When I traveled to Australia over Christmas with my mum, though we understood that cellphone calls overseas would start to rack up an impressive bill, we neglected to realize that SMS messages would incur a similarly hefty charge, being billed at something like $0.75 per message, including both incoming and outgoing messages. By the time we returned to the states, we’d sent and received enough text messages to generate a whopping bill from T-Mobile. So when Alex and I went to London last week, I figured out a solution: use my unlocked iPhone in the UK by purchasing a domestic pay-as-you-go SIM card, pop it in, and I’d be good to go. Instead of hundreds of dollars in call and SMS charges applied to my T-Mobile bill upon my return, I paid £10 for the SIM card and £10 for call credit, and that was more than enough to last a nine-day trip full of SMS messaging and calls.
Interestingly, I didn’t have to register with O2 in any way at all, I simply plunked down a £20 note and got, in return, a UK telephone number; the transaction took roughly two minutes. Thanks to the excellent ZiPhone software, all I needed to do was exchange my T-Mobile SIM card for the O2 one, and I was away. There was an über-nerdy moment where I exchanged SIM cards on the street, using one of Alex’s earrings to pop out the SIM door on my iPhone.
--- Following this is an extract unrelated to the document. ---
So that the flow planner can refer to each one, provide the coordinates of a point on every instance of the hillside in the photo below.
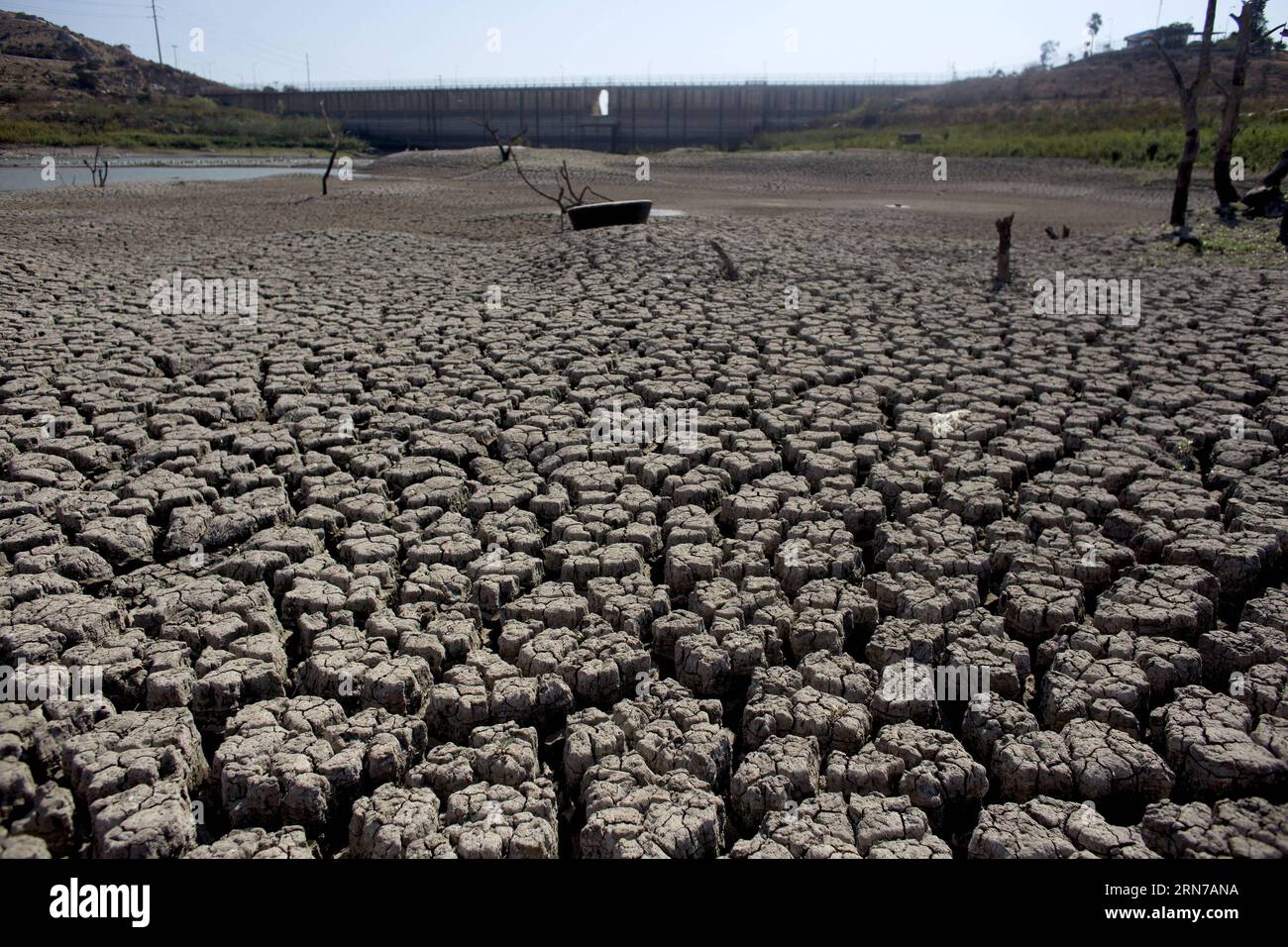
(1115, 108)
(62, 89)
It’s fairly easy to see why US carriers are scared of SIM-unlocking; their International business, in particular, stands to suffer when consumers are free to choose their own carrier on-the-fly when traveling. It appears not to make a great deal of sense from a customer-retention standpoint, either. Since most US cellular customers pay on a monthly contractual basis, not allowing them to use their GSM phone with another carrier if they wish seems foolish, since they are already obligated to continue paying their bill until the end of their contract. In the US, this is only really applicable to T-Mobile and AT&T, the only two networks that operate a GSM-compatible network. Still, I think it would be healthy for competition if both networks and their hardware vendors allowed open access to phone handsets.